Burnside’s Lemma points the way to an effective method for counting the number of orbits.

Define

{Fix}_{Ω} (g) = {α \in Ω : g (α) = α},

that is, the set of all colourings fixed by a given symmetry. For example, if $s$ is the reflection that takes 123456 to 654321, then ${Fix}_{Ω} (s)$ is the set of all colourings that are palindromes when written out using our notation, such as RGBBGR.

This definition looks similar to some of our previous definitions, and it feels like they should be closely related. In fact, they are:

Lemma: (Burnside) Let $n$ be the number of orbits.
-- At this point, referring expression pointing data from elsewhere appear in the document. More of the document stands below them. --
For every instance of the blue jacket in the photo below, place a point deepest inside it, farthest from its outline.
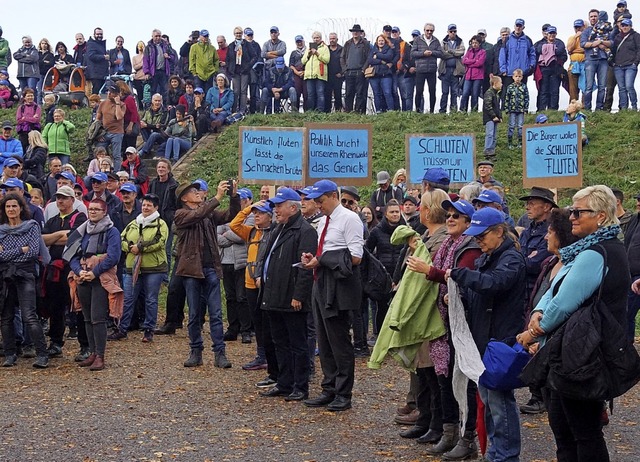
(495, 294)
(518, 53)
(97, 65)
(214, 100)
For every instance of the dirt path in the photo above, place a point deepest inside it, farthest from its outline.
(147, 406)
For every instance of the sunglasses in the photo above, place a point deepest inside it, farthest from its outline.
(575, 213)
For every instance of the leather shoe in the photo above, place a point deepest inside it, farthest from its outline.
(296, 396)
(414, 432)
(274, 391)
(322, 400)
(409, 419)
(340, 403)
(431, 437)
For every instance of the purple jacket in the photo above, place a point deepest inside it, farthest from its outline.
(474, 60)
(149, 58)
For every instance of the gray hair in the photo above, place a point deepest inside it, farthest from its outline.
(600, 198)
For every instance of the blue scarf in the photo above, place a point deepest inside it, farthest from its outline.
(570, 252)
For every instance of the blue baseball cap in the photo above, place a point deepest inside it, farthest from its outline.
(488, 196)
(70, 176)
(322, 187)
(99, 176)
(129, 187)
(483, 219)
(285, 194)
(262, 208)
(203, 184)
(10, 162)
(436, 175)
(461, 206)
(541, 119)
(245, 193)
(13, 183)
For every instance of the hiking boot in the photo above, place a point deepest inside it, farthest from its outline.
(194, 359)
(256, 364)
(54, 350)
(116, 335)
(221, 361)
(534, 406)
(41, 362)
(29, 352)
(82, 354)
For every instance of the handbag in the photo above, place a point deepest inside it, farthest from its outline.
(504, 361)
(369, 72)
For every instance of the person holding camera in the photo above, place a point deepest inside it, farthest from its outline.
(180, 132)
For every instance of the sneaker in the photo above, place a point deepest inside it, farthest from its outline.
(73, 332)
(266, 383)
(533, 407)
(41, 362)
(221, 361)
(256, 364)
(29, 352)
(83, 354)
(54, 350)
(117, 335)
(148, 336)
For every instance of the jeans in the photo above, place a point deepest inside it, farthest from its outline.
(406, 83)
(430, 77)
(115, 140)
(577, 429)
(21, 294)
(503, 424)
(174, 147)
(151, 283)
(382, 87)
(470, 88)
(450, 85)
(315, 90)
(595, 68)
(209, 286)
(240, 91)
(626, 77)
(490, 130)
(516, 119)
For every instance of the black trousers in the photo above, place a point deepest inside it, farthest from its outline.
(238, 313)
(289, 333)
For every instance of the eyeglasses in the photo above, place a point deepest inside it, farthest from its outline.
(575, 213)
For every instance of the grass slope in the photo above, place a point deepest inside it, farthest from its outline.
(610, 158)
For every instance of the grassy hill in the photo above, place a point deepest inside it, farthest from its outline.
(610, 158)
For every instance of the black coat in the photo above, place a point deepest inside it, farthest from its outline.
(283, 282)
(496, 294)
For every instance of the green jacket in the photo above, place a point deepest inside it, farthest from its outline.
(56, 135)
(413, 317)
(152, 245)
(316, 66)
(203, 60)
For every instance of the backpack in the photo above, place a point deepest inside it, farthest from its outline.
(376, 282)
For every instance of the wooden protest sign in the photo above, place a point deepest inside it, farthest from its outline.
(339, 152)
(552, 155)
(455, 153)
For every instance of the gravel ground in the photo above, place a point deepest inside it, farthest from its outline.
(146, 406)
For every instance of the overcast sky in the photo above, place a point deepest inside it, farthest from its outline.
(135, 20)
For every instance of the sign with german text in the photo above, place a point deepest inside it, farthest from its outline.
(455, 153)
(339, 152)
(552, 155)
(271, 155)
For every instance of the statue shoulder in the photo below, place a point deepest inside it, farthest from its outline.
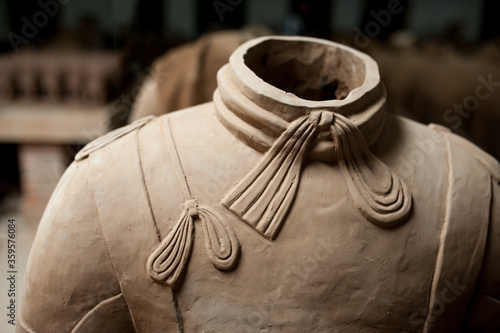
(487, 161)
(110, 137)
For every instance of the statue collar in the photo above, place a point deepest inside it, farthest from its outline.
(267, 83)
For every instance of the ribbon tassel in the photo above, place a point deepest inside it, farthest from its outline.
(380, 195)
(169, 260)
(264, 197)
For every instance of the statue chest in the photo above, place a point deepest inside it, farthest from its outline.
(328, 269)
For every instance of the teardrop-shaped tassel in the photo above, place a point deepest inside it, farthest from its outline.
(381, 196)
(263, 198)
(168, 261)
(221, 244)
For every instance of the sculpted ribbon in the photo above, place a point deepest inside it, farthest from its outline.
(264, 197)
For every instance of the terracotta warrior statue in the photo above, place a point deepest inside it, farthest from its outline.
(291, 203)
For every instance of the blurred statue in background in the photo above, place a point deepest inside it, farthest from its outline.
(292, 202)
(185, 76)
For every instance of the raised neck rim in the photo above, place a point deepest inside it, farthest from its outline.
(257, 112)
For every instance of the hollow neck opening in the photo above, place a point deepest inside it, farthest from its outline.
(311, 71)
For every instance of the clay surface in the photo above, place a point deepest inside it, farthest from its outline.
(291, 203)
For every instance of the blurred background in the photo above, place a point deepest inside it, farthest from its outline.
(71, 70)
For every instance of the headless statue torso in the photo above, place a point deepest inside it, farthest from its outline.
(289, 205)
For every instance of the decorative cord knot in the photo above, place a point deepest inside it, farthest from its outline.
(191, 207)
(322, 120)
(264, 197)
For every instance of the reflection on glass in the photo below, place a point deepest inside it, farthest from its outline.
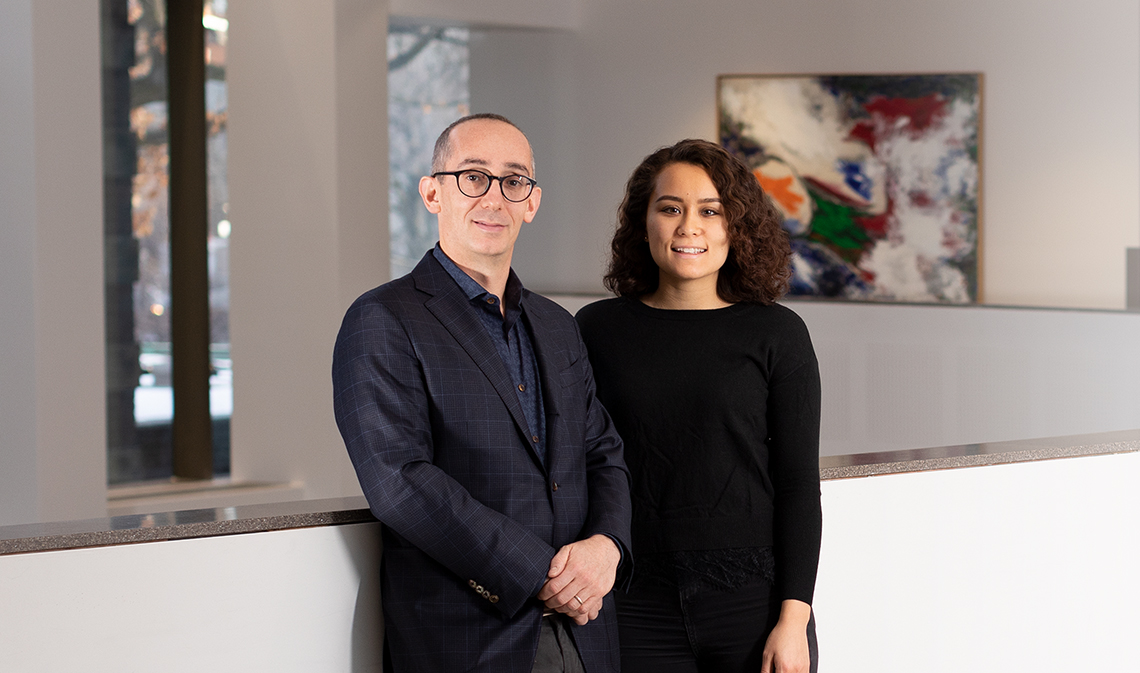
(428, 89)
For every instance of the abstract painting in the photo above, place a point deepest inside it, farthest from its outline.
(877, 177)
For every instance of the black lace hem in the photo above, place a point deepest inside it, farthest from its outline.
(717, 568)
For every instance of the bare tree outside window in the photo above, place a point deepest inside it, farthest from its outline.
(428, 89)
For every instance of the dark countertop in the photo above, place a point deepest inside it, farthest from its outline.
(970, 455)
(136, 528)
(133, 528)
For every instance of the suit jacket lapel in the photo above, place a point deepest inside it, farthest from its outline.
(453, 309)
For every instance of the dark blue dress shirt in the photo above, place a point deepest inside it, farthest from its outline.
(512, 339)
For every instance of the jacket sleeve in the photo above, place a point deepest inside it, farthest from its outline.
(381, 404)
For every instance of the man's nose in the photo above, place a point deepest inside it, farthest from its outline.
(494, 195)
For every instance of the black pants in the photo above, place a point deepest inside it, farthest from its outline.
(665, 630)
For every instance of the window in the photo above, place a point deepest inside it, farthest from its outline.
(137, 226)
(428, 89)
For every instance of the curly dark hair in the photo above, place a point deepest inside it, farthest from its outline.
(759, 258)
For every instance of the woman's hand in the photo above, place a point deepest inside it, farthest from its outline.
(786, 650)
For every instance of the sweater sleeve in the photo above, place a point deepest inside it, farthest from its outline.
(794, 447)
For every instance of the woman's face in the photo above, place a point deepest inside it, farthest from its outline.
(687, 234)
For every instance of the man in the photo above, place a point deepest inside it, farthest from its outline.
(467, 407)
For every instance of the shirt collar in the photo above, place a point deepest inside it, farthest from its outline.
(473, 290)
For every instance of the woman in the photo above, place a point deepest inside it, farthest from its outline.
(715, 390)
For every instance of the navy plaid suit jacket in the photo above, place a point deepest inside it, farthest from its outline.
(471, 516)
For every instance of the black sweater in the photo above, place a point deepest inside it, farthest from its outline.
(719, 413)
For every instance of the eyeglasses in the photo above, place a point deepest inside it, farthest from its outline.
(474, 184)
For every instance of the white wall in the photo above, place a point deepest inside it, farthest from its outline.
(1017, 567)
(908, 376)
(296, 600)
(1061, 139)
(903, 376)
(308, 184)
(53, 448)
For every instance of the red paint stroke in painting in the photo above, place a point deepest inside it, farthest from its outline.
(863, 131)
(921, 113)
(831, 193)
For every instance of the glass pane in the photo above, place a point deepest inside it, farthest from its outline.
(428, 89)
(137, 234)
(221, 380)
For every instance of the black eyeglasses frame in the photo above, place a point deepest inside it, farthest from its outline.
(458, 184)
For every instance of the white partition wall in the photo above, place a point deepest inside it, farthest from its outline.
(287, 601)
(1017, 567)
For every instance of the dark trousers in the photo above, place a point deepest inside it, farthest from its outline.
(556, 651)
(665, 630)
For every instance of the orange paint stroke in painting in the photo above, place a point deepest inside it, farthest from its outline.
(779, 189)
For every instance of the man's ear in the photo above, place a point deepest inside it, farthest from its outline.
(532, 201)
(429, 191)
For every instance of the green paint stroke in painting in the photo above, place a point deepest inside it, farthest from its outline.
(835, 225)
Then:

n = \frac{1}{∣ G ∣} \sum_{g \in G} ∣ {Fix}_{Ω} (g) ∣

Proof: Let the orbits be $Ω_{1}, . . ., Ω_{n}$ , which partition $Ω$ . Then for any $g \in G$ , the sets ${Fix}_{Ω_{1}} (g), . . ., {Fix}_{Ω_{n}} (g)$ partition ${Fix}_{Ω} (g)$ , thus:

\begin{matrix} \sum_{g \in G} ∣ {Fix}_{Ω} (g) ∣ & = & \sum_{g \in G} \sum_{k} ∣ {Fix}_{Ω_{k}} (g) ∣ \\ = & ∣ {(g, α) : g \in G, α \in Ω, g (α) = α} ∣ \\ = & \sum_{k} \sum_{α \in Ω_{i}} ∣ G_{α} ∣ \end{matrix}

Applying $∣ G_{α} ∣ ∣ {Orb}_{G} (α) ∣ = ∣ G ∣$ completes the proof.